Go forth and do whatever you want. In the end, you will anyway. Shes just looking out for you and unfortunately, not that you want to hear it but ... being a friend! Probably a tad jealous to.
Have a baby and things might be awesome. Have a baby and things might go down hill, Dont have a baby and either one might still happen. We cant predict the future. Were here right now ... do what makes you happy. A baby or no baby wont make him stay or go if thats whats on the cards in the future
12-05-2013 10:12 #24
Thank you for all your lovely replies. I am feeling much better now I did talk to my friend, she said that she just wants me to be happy and will support my decision, whatever it is, even if she doesn't agree with it. I'm sure she will be completely won over when I'm actually pregnant. I got a referral yesterday to a FS http://www.drsharonli.com/web/home.html Dr Sharon Li. I'm hoping it goes well. I have no idea what to expect.
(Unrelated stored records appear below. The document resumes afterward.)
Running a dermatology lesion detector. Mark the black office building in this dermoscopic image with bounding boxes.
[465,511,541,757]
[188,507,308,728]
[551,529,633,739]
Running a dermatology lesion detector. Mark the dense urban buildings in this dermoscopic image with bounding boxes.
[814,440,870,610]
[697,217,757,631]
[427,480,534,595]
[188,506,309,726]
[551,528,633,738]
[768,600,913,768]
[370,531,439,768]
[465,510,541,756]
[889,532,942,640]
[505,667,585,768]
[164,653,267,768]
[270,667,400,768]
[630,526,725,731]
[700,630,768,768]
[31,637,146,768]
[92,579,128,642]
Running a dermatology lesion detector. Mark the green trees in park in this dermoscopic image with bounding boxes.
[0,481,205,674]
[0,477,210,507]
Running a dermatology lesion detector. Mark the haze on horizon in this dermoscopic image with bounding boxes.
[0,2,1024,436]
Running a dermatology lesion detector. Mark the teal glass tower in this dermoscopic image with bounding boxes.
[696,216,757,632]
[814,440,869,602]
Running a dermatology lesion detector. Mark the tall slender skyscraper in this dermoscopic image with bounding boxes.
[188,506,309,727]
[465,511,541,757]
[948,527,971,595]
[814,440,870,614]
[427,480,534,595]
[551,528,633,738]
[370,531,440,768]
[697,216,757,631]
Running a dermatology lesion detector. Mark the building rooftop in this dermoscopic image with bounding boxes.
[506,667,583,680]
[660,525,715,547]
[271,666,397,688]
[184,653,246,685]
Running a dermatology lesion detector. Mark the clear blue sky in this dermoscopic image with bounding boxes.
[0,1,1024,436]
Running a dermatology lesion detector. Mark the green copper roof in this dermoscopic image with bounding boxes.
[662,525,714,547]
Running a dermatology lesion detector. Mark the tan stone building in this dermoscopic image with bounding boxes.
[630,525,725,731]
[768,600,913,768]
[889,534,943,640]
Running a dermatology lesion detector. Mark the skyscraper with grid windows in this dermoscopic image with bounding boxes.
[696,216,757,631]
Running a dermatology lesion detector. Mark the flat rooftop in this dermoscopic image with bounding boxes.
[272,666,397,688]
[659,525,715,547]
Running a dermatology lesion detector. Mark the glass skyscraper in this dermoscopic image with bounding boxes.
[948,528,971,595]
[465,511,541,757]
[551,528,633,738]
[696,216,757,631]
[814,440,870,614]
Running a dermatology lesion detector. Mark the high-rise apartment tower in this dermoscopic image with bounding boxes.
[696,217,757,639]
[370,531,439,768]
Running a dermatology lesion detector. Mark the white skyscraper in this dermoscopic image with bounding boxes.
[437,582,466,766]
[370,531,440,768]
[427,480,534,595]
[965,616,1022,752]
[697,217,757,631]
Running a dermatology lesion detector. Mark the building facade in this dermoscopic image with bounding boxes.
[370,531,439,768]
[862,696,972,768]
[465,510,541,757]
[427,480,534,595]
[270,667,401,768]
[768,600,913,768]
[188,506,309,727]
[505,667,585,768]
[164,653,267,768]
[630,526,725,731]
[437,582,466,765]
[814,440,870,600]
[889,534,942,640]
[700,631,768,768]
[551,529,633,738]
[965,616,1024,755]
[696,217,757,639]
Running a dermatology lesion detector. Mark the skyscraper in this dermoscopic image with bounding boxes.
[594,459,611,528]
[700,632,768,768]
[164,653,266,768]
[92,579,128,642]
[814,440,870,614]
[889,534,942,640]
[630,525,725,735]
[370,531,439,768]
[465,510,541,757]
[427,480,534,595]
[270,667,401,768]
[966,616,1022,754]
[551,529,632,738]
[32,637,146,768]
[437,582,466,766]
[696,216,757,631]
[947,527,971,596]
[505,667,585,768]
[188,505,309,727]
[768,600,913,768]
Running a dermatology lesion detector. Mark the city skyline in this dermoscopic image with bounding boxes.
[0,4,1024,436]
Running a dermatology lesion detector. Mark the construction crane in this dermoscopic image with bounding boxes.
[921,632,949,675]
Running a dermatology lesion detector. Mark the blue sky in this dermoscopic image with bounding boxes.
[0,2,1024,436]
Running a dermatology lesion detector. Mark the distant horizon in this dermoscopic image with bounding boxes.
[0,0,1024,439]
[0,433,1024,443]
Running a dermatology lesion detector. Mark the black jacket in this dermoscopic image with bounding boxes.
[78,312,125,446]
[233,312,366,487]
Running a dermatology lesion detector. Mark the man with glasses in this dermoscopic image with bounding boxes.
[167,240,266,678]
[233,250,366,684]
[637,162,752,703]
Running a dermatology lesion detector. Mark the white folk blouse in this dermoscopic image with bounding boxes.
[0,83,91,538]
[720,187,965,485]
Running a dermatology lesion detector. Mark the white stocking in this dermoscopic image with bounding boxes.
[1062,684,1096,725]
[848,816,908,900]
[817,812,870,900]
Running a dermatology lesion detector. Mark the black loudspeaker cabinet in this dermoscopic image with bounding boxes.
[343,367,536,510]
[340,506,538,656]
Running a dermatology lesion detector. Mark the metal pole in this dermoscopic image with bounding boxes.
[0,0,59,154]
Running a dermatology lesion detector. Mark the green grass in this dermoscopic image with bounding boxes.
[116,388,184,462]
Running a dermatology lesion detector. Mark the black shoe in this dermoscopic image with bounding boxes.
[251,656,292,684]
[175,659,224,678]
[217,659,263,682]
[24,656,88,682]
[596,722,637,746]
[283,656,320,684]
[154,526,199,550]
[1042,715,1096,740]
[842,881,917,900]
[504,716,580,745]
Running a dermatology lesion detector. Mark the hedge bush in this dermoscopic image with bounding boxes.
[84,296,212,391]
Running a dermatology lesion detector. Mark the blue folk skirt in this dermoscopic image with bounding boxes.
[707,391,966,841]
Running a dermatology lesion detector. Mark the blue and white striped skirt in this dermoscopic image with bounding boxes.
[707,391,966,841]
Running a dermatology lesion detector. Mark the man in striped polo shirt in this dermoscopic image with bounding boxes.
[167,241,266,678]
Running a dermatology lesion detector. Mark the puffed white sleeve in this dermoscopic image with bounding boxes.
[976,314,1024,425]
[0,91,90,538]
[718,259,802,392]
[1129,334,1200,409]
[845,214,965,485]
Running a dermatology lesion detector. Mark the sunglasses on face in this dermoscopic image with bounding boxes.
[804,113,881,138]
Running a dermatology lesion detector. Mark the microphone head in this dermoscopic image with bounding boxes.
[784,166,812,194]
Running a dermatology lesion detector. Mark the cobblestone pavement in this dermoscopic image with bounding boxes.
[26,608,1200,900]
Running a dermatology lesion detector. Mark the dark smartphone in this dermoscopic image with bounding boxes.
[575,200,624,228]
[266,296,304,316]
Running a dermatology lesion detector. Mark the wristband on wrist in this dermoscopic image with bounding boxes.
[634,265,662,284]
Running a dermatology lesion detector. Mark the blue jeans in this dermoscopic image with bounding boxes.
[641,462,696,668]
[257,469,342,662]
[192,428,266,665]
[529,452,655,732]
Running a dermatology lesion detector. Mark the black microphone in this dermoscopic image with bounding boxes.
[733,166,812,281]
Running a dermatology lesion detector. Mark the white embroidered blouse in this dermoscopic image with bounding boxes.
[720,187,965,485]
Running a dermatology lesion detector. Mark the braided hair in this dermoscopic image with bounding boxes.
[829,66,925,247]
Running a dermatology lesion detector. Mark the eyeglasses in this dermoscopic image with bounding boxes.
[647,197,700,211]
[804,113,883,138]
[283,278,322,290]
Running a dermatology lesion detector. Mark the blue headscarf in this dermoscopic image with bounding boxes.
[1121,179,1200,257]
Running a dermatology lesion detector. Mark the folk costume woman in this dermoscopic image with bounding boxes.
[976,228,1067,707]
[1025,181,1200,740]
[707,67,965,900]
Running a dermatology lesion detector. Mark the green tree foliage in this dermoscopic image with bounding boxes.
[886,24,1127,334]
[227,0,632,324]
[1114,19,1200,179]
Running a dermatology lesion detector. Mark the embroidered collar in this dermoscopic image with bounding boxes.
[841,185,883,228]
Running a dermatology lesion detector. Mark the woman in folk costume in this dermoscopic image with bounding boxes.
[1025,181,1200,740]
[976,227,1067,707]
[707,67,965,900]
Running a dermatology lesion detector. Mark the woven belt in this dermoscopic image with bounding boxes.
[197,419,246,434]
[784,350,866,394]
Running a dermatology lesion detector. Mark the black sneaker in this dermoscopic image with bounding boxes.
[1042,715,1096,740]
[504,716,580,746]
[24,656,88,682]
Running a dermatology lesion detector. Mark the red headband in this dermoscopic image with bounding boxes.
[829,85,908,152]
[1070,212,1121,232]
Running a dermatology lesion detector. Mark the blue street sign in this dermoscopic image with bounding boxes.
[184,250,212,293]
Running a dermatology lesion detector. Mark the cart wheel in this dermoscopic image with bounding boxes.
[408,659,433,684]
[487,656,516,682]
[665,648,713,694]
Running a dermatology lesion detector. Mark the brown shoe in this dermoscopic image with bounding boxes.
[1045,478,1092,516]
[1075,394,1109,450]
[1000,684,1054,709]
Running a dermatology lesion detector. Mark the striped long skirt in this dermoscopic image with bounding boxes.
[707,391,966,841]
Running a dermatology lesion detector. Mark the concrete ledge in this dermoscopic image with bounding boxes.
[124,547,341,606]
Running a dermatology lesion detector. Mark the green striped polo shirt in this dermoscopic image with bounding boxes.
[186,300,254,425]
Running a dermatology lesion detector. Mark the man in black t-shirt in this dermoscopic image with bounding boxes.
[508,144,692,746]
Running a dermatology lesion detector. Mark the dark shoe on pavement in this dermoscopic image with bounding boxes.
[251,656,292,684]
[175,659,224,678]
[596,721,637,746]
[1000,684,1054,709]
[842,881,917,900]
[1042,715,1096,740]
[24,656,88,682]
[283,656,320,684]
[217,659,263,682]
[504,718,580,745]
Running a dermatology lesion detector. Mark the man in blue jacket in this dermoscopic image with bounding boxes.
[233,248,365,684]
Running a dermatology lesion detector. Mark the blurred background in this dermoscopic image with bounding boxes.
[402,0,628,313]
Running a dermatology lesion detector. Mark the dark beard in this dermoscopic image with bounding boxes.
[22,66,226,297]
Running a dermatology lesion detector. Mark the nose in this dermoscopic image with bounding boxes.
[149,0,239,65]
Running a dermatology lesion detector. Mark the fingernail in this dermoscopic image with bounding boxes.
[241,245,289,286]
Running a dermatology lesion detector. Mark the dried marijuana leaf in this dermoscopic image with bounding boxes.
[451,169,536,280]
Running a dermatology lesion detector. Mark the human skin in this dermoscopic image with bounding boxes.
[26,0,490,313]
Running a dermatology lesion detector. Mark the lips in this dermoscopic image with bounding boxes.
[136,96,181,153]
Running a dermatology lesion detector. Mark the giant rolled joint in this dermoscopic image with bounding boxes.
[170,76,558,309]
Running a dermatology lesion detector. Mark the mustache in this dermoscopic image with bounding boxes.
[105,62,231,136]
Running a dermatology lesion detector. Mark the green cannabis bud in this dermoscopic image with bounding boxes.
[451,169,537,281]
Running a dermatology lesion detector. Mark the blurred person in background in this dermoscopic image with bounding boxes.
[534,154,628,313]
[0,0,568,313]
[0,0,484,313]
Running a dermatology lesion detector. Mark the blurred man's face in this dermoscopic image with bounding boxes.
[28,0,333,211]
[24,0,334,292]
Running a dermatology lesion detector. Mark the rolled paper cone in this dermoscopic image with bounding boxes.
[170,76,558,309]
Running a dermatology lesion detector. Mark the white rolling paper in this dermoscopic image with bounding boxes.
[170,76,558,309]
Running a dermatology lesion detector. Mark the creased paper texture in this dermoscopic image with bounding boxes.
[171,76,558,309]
Should I stop taking vitex before I get my blood tests done?
13-05-2013 08:02 #25
Definately agree with everyone here - it's your decision!
Have you spoken to your BFF?
DP and I had been together about 3 years, not married or engaged but lived together when we unexpectedly fell.... our families were thrilled (my dad a little stand off-ish but not becuase of our situation, but is THE BEST grandad and loves our littlie to bits!)
We were engaged on New Years Day this year and are TTC #2 and save for a house.
Everyone is different and you know what is best for you!
25-06-2013 19:00 #26
I've only been with my bf 8 months and we've just decided to try. I'm close to 32 and would like a few before I reach my late thirties so want to start ASAP. It feels right and we feel ready and since you never know how long it will take I'm ecstatic to be trying now! Each couple has their unique circumstances and shouldn't be judged.